Xerox CEO John Visentin’s total compensation for his first year with the company topped $23 million in a mix of base salary, bonus awards, and stock options, the company disclosed in a regulatory filing.
The company’s compensation committee is asking shareholders to approve that total pay, as well as a projected $13 million in 2019 compensation in an advisory vote.
“During 2018, the Company conducted hundreds of calls and meetings with individual shareholders, and we received virtually no negative commentary from them concerning executive compensation,” the committee wrote in a filing. “Nevertheless, in 2019, we will establish a separate outreach program dedicated to compensation matters to ensure that we elicit and gather specific feedback that we can take into consideration as part of our shareholder engagement.”
The appointee of activist investor Carl Icahn — who started the job on May 14, 2018 — won praise from the company’s compensation committee for steering Xerox through a “turbulent” 2018 that included the ouster of the previous CEO as well as five board members, the scrapping of a deal with Fujifilm, as well as leading a reorganization of the company.
Visentin – who was a senior consultant at Icahn Enterprises until he was named CEO — was selected to lead Xerox by a board largely made up of members who owed their positions to Carl Icahn and Darwin Deason, two of the company’s majority shareholders.

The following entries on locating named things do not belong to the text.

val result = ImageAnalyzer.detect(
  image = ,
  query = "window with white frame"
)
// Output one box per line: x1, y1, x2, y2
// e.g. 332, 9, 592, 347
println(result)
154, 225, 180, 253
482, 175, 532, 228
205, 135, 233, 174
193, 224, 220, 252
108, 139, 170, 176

Yet the compensation committee in its filing, said it still needed to woo Visentin in order to bring him on board, which included offering him a “significant one-time sign-on stock award” and “a modified single-trigger change in control agreement” good through May 2020.
“There was considerable speculation in the market about whether Xerox would continue to be an independent company,” the committee wrote. “Given that uncertainty, the Committee needed to make certain concessions to attract a CEO the Board believed was capable of stabilizing the business and engineering a turnaround.”
Visentin’s base salary was set at $756,522, with bonus and non-equity incentive awards of $3.3 million, a stock and option award of $19 million, and “other compensation” of $329,642, for a total pay package of $23.4 million. By comparison, it took ex-Xerox CEO Jeff Jacobson, three years – 2015, 2016, and 2017 – to make a total of $18.8 million.
The latest regulatory filing shows a different compensation payout than the company initially planned. In a May 14, 2018 letter to Visentin filed with the U.S. Securities and Exchange Commission, Xerox said he would receive $1.2 million base salary — almost half a million more than what he received — a maximum annual bonus of $2.4 million, a sign on bonus of $1.5 million, $10 million in stock as an initial equity award, and no less than an additional $10 million in stock as a long-term incentive.
Xerox did not respond for comment about the disparity by press time.
“Mr. Visentin’s ongoing compensation package was set at the approximate median of our competitive peer group, which we selected through methodical analysis and discussion,” the committee wrote. “We first developed a peer group list of companies that are similar to Xerox in term of industry, revenue and market capitalization. We compared against these companies to develop a range of market compensation, one of the key factors used to set compensation for our (named executive officers). Other factors included experience and performance over time. We believe that compensation packages for our NEOs are structured appropriately to the external market for their roles and that there is sufficient performance based pay to create a strong alignment with Xerox performance.”
The value of Xerox’s stock has increased since Visentin took over, with shares increasing nearly 7 percent over that time to $32.71 as of Thursday. But in its most recent Q1 earnings call, revenue was down 9.4 percent, off some $224 million, year over year. Sales were also down in Q4 by 7.8 percent, and down 4.2 percent for FY 18.